The Current Account: The Latest Headlines From Across The Banking Sector - January

2023-01-16 |  Chirag Soree

Welcome to our first edition of The Current Account for 2023! We hope you enjoy our latest round-up of the top news from the industry in December.

Headlines from the banking sector this month.

In this edition of The Current Account, we discuss if interest rate rises are coming to an end and the impact that the Big Bang 2.0 proposals are likely to have on the sector this year

Interest rate rises….is the end in sight?

  • On 15 December 2022, the Bank of England raised the base rate by 0.5% to 3.5%, the ninth increase since 2021. The BoE's Monetary Policy Committee voted 6-3 to raise the rate in a bid to lower the inflation rates, which hit a 41-year high in October 2022. The next interest rate decision is on Thursday 2 February 2023 where further hikes are expected
  • However, some economists are predicting that the BoE could end its programme of rate rises this quarter
  • The increase in the base rate seems to be having the desired effect with the top companies in the UK taking on less debt than before, resulting from the increased cost of credit along with tougher lending requirements
  • Huw Pill, the chief economist of the Bank of England recently gave a speech on the outlook of the UK monetary policy. He outlined that the UK economy is facing several challenges at the same time and the steps that the Monetary Policy Committee are taking to bring inflation back down in the near future. Experts are forecasting a fall in inflation this year, dependent on factors such as China’s covid policy and the war in Ukraine

PEN Point Of View:

Jerome Powell and the Fed have been accused of being behind the curve and he himself said that rates would be higher for longer.
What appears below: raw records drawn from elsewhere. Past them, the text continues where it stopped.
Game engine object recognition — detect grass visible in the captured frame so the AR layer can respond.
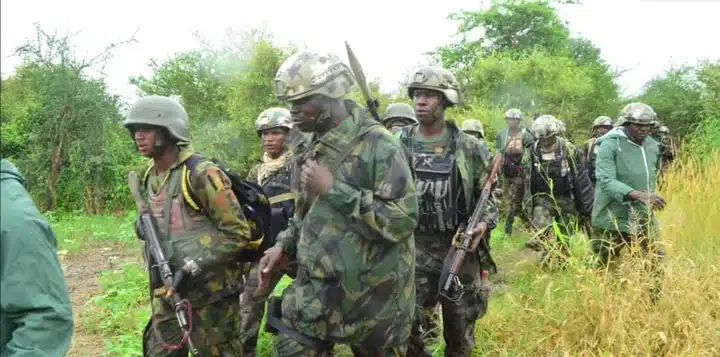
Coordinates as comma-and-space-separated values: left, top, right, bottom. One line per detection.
53, 150, 720, 357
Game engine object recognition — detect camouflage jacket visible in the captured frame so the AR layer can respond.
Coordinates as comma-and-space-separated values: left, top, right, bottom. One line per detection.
278, 104, 418, 348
We’re not in the business of predicting rates; however, our sense is that whilst inflationary pressures are easing, the BoE is further behind than the Fed and the UK is more exposed to shocks such as from Ukraine, the oil price etc. Thinking back to the mid-90s, it wouldn’t be the first time that the market predicts the top of the curve before inflation is fully under control.

Not so Big Bang 2.0

PEN Point Of View:

London’s financial reputation has taken a hit since Brexit, and the Edinburgh Reforms represent the most significant regulatory change since leaving the EU, encouraging investment and growth. With a majority of the packages proposed still to be worked through, don’t expect it to have significant implications for the sector in 2023 - really it has bought the Chancellor time to review a number of reforms, and will take a while to drip through.